Coming in behind Germany and preceding the United States in third place, the second-biggest exporter to the UK, China, will likely retain its position, as the goods imported into the UK prior to Brexit will likely still be considered to be essential after the effects of Brexit officially start kicking-in visibly.

When Brexit Secretary David Davis was still preparing to lead trade talks in Brussels, the Irish border problem still remained unresolved and European Commission president Jean-Claude Juncker suggested the ball will not be moved on the Northern Irish border issue.

Gareth Stace, director general of the UK Steel trade association, said: “It’s clear that the Government’s plan for Brexit is changing by the week. And this only comes days after the publication of a ‘strictly confidential’ government document that opened the door to tariffs on steel imports. The future of steel production in the UK depends on a free trade deal and a transitional period.

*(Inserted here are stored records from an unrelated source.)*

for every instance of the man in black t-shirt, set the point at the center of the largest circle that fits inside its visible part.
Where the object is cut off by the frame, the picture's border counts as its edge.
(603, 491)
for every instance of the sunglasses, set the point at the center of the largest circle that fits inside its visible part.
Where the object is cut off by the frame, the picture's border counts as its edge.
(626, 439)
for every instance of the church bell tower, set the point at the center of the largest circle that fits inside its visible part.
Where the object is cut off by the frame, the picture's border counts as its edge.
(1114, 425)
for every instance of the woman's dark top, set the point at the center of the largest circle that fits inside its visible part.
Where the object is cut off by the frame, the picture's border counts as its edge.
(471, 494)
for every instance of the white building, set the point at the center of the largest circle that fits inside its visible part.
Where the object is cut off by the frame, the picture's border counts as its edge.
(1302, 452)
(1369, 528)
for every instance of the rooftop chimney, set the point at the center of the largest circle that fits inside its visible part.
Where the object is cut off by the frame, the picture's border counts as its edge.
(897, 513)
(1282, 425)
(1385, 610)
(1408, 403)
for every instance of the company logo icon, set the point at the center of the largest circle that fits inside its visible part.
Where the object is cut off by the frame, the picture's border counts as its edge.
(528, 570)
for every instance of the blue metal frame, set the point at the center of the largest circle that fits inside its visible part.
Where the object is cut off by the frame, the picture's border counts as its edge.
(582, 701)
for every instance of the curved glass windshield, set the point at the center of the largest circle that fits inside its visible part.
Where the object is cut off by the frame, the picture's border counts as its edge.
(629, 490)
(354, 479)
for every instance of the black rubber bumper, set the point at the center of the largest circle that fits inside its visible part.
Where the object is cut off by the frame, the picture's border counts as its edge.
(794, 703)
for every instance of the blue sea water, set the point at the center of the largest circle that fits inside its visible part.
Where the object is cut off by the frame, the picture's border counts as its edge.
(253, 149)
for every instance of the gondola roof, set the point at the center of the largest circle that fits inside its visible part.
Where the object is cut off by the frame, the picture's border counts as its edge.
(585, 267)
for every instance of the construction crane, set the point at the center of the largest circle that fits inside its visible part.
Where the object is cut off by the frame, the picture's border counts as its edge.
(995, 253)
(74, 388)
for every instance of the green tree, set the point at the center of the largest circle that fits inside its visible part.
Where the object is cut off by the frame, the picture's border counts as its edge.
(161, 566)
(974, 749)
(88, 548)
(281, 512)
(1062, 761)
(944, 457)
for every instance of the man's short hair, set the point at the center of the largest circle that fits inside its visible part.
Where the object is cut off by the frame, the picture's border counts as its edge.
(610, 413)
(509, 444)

Imports coming into the UK primarily pass through England as perhaps the most significant regional influencer of how the details are structured. As a result, plenty of new opportunities for import trade partnerships have since materialised.

“If the UK was to leave the EU with no deal or transition agreement in place it would be very difficult for steel producers to continue to invest in new plants and new jobs and the Government needs to be clear about this. We have been clear that even in a no deal scenario the UK must remain a member of the EU’s customs union and single market – in other words, we must not get ‘crushed under a trade wall’.”

The Unite union has long warned of the dangers of a no-deal Brexit and was campaigning for the UK Government to rule out the proposal.

Frances O’Grady, TUC general secretary, said: “The EU can offer us a bespoke trade deal. However, the Government has yet to come clean about what sort of deal it is seeking. This would leave us facing tariffs on steel imports and supply chain disruption, jeopardising jobs, investment and growth. The UK can thrive outside the EU by fighting for a deal that creates a level playing field for all workers and protects our vital public services.”

UK Steel has called on the Government to publish a no-deal paper that explains exactly what it wants from the trade negotiations, and whether or not it believes the UK would be a safe place for EU manufacturers to invest in, or alternatively, provide an opportunity for the European Commission to impose tariffs on UK steel.